FOR THE SECOND year in a row, hotel owners and operators in the U.S. failed to meet their budgeted operating goals in 2017, according to CBRE Hotel’s Americas Research, following five years of highly accurate budget projections. One reason appears to be an increase in the cost of providing service for guests, said Robert Mandelbaum, CBRE’s director of research information services.
The 722 hotels in CBRE’s Trends in the Hotel Industry study budgeted for a 3.2 percent gain in total operating revenue in 2017, but achieved only 1.7 percent. Rooms revenue made up 63.8 percent of that revenue, so deficient occupancy and ADR are the primary causes of the shortfall, Mandelbaum said.
Also, the hotels saw a 0.1 percent decline in occupancy rather than the 0.8 percent increase for which they had budgeted. The forecasted 2.5 percent growth in ADR turned out to be 1.8 percent instead.
“Combined, the decline in occupancy and slow ADR growth rate resulted in a rooms revenue gain of 1.7 percent that was nearly half the budgeted growth rate of 3.3 percent,” Mandelbaum said.
While the hotels did come in 0.3 percent under their budgeted expenses increase of 2.6 percent, the savings were insufficient to meet profit goals. Revenue grew 1.7 percent while expenses grew 2.4 percent.
“Muting the benefit of the lower accommodated room count was an apparent increase in the cost of servicing guests,” Mandelbaum said. “Expenses on a dollar-per-occupied room basis grew by 2.4 percent. This compares unfavorably to the budgeted increase in expenses POR of 1.8 percent. The 0.6 percent overage in budgeted expenses POR indicates that the costs and prices for labor, supplies, goods sold, and services were greater than expected.”
Limited-service hotels saw the worst of the shortfall, though full service properties also lost. Occupancy for limited-service rose from 77.2 percent in 2016 to 77.6 percent in 2017, limiting options to reduce expenses, Mandelbaum said.
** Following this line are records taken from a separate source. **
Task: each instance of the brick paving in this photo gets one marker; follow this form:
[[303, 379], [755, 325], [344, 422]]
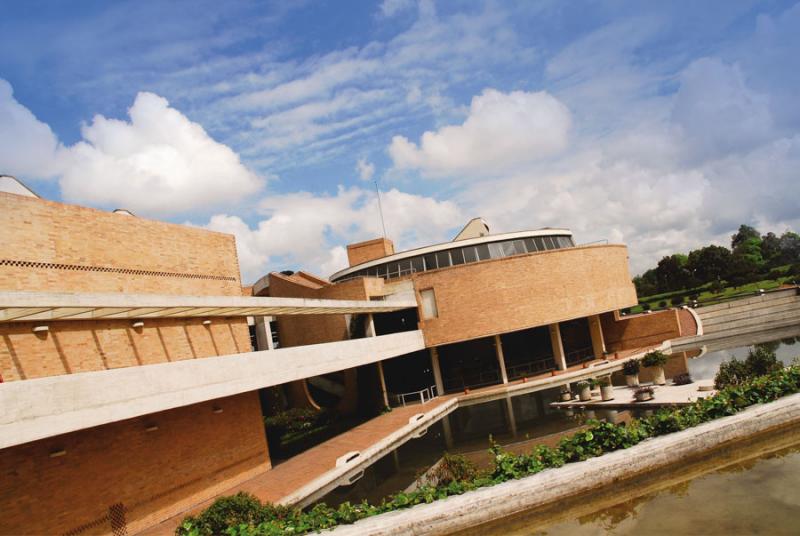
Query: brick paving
[[286, 477]]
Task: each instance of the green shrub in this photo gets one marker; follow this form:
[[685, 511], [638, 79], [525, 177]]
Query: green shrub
[[630, 367], [243, 515], [759, 361], [655, 358]]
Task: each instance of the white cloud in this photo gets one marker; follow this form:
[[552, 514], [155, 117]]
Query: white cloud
[[158, 163], [502, 132], [27, 146], [306, 231], [365, 169]]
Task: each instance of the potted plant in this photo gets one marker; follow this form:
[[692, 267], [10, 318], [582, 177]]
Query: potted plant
[[631, 371], [584, 391], [606, 390], [656, 360], [643, 394]]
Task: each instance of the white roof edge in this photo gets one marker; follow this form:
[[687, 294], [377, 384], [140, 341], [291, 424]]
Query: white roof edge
[[450, 245]]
That led the properties’ expenses to grow3.1 percent while their revenue grew only 1.1 percent.
“Considering limited-service hotels budgeted for a healthy 7.4 percent rise in profits during the year, the 2.3 percent decline in EBITDA from 2016 to 2017 was a big disappointment,” Mandelbaum said.
Full-service hotels had projected a 4.8 percent gain in EBITDA, but saw only 0.2 percent.
Forecasts for 2019 call for a 2.6 percent increase in RevPAR that will lead to a 2.5 percent gain in total hotel revenues that will combine with projected 1.9 percent increase in expenses to lead to a 3.5 percent rise in profits, Mandelbaum said.
“After two years of budget shortfalls, it will be natural for operators to be more conservative when preparing their estimates for 2019,” he wrote. “Conversely, owners see record occupancy levels, and wonder why their operations are not capable of generating greater cash flows, thus putting upward pressure on expectations. It is hoped that these two opposing perspectives will settle on a budget that is close to reality.”